Abstracts

RATIONALE: Two dimensional (2D) interpretation of MRI and FDG-EPT has limitations such as a difficulty of sulco-gyral analysis and an inaccuracy of PET reading due to frequently rotated or tilted PET image and lack of anatomical information. We evaluated the value of three-dimensional(3D) rendering of PET and MRI images for localizing epileptic focus. METHODS: Twenty normal controls and 17 patients with intractable epilepsy were included. Six had temporal lobe epilepsy (TLE) and 11 had extra-TLE. All subjects had FDG-PET and volumetric MRI (1.6 mm thickness).

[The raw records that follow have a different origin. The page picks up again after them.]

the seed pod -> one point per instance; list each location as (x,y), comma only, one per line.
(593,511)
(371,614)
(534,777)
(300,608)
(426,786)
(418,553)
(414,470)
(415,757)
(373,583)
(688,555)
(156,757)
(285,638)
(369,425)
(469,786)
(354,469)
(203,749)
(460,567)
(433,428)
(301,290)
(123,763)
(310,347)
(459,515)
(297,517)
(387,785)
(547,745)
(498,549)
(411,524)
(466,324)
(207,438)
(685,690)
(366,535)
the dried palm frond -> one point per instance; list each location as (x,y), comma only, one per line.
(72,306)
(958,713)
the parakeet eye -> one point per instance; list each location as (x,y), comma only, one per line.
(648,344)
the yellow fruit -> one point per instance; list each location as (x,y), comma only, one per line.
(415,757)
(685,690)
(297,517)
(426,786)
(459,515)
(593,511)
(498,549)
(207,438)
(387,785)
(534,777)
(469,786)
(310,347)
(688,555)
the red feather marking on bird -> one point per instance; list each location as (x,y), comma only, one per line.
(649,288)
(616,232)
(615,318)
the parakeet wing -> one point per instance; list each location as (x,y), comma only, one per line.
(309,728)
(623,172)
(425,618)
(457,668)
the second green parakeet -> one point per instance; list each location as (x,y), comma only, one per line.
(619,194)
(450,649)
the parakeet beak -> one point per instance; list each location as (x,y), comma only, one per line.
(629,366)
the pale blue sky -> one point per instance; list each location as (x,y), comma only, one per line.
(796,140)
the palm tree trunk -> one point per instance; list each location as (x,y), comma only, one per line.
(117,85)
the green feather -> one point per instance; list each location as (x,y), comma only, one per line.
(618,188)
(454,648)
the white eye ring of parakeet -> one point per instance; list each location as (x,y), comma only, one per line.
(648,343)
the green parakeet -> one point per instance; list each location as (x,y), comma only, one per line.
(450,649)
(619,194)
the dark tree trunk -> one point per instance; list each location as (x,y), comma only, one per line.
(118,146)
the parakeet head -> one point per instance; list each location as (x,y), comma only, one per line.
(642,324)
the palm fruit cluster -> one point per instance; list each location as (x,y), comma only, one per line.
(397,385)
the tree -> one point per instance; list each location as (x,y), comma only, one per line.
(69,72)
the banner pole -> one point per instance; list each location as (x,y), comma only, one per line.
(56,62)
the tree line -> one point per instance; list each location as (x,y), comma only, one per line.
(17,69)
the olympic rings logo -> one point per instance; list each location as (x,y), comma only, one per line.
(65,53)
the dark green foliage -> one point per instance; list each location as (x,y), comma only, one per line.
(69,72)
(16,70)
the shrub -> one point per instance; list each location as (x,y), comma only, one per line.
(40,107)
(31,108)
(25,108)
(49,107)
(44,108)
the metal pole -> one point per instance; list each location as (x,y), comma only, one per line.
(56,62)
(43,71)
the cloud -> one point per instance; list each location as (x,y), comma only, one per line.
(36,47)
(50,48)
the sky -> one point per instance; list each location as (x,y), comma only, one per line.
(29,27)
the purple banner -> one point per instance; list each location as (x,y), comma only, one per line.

PET-MRI co-registration was performed by automated image registration (AIR). 3D rendering were done using Analyze 7.5 software (Mayo, Rochester). Two reviewers (SBH, WCS) interpreted 2D and 3D PET and MRI with no clinical information. RESULTS: 3D PET of normal controls showed a higher glucose metabolism on frontal lobe and polar and medial occipital regions, but a lower metabolism on parietal, temporal, and lateral occipital regions. However, right and left hemispheres had symmetric glucose metabolism. In the patients, 3D PET localized an epileptic focus in 14/17 (82.4%) while 2D PET found an epileptic focus in 10/17 (58.8%). 3D PET provided a precise anatomical location of hypometabolic zone. In 7 patients, 3D rendering of both PET and MRI were performed. There were 3 neocortical TLE and 4 extra-TLE. 3D MRI found an epileptic lesion in 4/7 (57.1%). 3D PET localized a hypometabolic zone in 5/7 (71.4%), but one of them had multifocal hypometabolic zones. Either 3D PET or 3D MRI localized epileptic focus in 6/7 (85.7%). CONCLUSIONS: 3D PET rendering improved the sensitivity of FDG-PET in localizing epileptic focus and provided a clear anatomical location of functional deficit zone. 3D PET and 3D MRI were complementary for determining an epileptic focus. Hypometabolic zone of FDG-PET included irritative zone and ictal onset zone.